On Saturday, members of Occupy DC—-sort of, given that the action wasn’t approved in a General Assembly—-snuck into the vacant Franklin School at 13th and K Street NW, protesting the fact that it had been unused since the city closed a homeless shelter there in 2008. Before they were hauled out, one told me that they planned to clean up the interior and live there, and that it was in good enough shape to serve as shelter for people who had none.
That’s probably not true at all. According to the District’s Department of General Services, a building assessment in 2008 showed that the historic school contained enough lead and asbestos that it wasn’t fit for human habitation. Which probably means that the school should have never been used as a shelter in the first place—-had the extent of the contamination been known, homeless advocates would have been pissed at the city for exposing people to toxic dust.
Well, you might argue, shouldn’t the city have cleaned up the contamination enough so people could live there instead of letting it sit vacant for three years, given that would have to be done anyway in preparation for some future use?
Maybe.
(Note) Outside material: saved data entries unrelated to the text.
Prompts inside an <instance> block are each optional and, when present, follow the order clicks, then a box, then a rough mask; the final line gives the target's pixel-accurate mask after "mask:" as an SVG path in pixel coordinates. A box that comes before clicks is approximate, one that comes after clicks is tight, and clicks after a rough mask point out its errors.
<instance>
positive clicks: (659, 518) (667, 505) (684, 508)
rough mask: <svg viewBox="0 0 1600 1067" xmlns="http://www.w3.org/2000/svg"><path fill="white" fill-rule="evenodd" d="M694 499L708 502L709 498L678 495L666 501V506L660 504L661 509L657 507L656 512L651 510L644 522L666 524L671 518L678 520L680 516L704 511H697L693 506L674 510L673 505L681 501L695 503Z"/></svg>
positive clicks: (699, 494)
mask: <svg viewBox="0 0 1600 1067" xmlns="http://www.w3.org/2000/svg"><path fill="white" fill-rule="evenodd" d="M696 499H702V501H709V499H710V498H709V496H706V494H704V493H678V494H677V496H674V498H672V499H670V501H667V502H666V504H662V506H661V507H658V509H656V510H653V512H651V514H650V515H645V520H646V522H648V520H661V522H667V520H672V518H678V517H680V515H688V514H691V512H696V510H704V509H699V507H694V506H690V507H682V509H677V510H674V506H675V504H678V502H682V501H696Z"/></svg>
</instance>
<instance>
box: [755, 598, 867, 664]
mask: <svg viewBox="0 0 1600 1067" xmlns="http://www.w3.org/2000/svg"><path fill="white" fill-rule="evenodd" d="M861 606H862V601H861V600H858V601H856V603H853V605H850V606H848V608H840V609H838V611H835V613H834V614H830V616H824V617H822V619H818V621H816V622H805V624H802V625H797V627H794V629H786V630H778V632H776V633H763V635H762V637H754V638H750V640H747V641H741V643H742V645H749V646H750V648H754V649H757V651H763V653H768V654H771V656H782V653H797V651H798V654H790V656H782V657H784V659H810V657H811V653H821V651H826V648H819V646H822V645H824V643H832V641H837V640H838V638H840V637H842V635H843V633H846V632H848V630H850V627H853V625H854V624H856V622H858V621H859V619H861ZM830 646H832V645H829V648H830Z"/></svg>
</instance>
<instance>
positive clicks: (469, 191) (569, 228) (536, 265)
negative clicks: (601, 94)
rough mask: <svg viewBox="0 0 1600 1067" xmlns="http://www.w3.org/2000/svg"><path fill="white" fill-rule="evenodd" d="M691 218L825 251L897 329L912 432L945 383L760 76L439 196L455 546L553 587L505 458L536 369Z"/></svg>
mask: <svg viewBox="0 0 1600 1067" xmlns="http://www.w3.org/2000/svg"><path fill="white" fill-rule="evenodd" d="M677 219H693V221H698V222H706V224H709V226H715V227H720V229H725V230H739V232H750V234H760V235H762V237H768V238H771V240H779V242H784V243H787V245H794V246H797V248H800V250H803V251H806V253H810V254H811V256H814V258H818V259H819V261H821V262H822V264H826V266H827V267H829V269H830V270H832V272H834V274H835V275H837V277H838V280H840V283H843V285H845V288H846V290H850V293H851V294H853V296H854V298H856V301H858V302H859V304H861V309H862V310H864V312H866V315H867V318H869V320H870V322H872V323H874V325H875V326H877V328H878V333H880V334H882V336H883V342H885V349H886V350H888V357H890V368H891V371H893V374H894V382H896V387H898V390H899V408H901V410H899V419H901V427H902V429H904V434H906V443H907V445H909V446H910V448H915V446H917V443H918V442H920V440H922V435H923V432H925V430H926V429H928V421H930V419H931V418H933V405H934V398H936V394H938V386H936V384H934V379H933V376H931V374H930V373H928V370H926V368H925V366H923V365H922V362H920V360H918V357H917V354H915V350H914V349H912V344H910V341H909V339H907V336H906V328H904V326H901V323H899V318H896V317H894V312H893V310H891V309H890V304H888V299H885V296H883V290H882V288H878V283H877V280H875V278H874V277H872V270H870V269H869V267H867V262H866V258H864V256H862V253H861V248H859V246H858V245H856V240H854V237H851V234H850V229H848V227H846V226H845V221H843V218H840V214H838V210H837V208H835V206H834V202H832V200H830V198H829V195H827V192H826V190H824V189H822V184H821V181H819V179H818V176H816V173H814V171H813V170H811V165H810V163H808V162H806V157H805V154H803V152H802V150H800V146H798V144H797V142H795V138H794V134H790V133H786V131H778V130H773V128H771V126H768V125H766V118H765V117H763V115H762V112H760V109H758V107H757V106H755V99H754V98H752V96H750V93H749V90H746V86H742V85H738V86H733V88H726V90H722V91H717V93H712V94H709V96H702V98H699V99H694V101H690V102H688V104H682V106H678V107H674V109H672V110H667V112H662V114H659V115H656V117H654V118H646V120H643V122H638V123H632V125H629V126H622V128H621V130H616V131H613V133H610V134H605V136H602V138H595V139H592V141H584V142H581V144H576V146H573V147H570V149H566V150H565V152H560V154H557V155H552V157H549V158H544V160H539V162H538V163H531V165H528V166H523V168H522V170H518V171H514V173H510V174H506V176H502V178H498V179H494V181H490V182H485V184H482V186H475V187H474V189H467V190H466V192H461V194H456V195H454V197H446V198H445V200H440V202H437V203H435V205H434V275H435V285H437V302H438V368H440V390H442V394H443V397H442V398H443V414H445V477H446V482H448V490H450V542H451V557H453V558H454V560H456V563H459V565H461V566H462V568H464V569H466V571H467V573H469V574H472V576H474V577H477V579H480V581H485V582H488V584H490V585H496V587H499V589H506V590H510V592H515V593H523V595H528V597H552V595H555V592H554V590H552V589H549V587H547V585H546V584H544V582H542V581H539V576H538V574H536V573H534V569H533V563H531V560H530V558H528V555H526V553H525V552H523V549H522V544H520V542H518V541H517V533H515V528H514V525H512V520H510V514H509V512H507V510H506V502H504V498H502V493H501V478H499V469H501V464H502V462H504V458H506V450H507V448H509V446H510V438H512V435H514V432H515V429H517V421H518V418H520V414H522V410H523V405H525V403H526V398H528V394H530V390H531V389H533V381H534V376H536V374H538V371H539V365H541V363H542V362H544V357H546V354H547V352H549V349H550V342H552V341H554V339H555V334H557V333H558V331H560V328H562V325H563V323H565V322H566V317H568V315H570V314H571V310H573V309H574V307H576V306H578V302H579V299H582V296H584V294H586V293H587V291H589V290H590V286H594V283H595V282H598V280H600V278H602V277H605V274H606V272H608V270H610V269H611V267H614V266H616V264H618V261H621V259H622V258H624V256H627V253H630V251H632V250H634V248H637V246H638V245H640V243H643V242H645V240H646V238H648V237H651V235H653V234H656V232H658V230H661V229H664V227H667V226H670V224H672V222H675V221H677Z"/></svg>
But I’d counter that it would be a much more efficient use of city funds to instead build or improve some other facility. The Fenty administration didn’t really have plans in place to do that when it kicked everyone out in 2008, saying that it was working on permanent supportive housing to replace the 300 beds lost. Emergency shelters are necessary, and we’ve been closing them down, not building new ones (though Central Union Mission is shooting to re-open at the Gales School at 65 Massachusetts Avenue in 2013). So I can’t say the city made up for the loss.
As for the argument that the school should be maintained for public use, instead of becoming a boutique hotel: Well, Matt Yglesias already addressed that one. If a hotel operator would generate more dollars for the city through hefty taxes on room rates, let them rehab the extensively landmarked building—-and maybe tie the revenue to homeless services, so that it doesn’t disappear into the general fund.
Of course, the Occupiers will now say the action was a success purely because we’re now all talking about Franklin Shelter. Fine, but that request for proposals is still going out, the company with some $20 million to spend on renovation will still win, and that will be better for D.C. than letting it sit empty for another three years.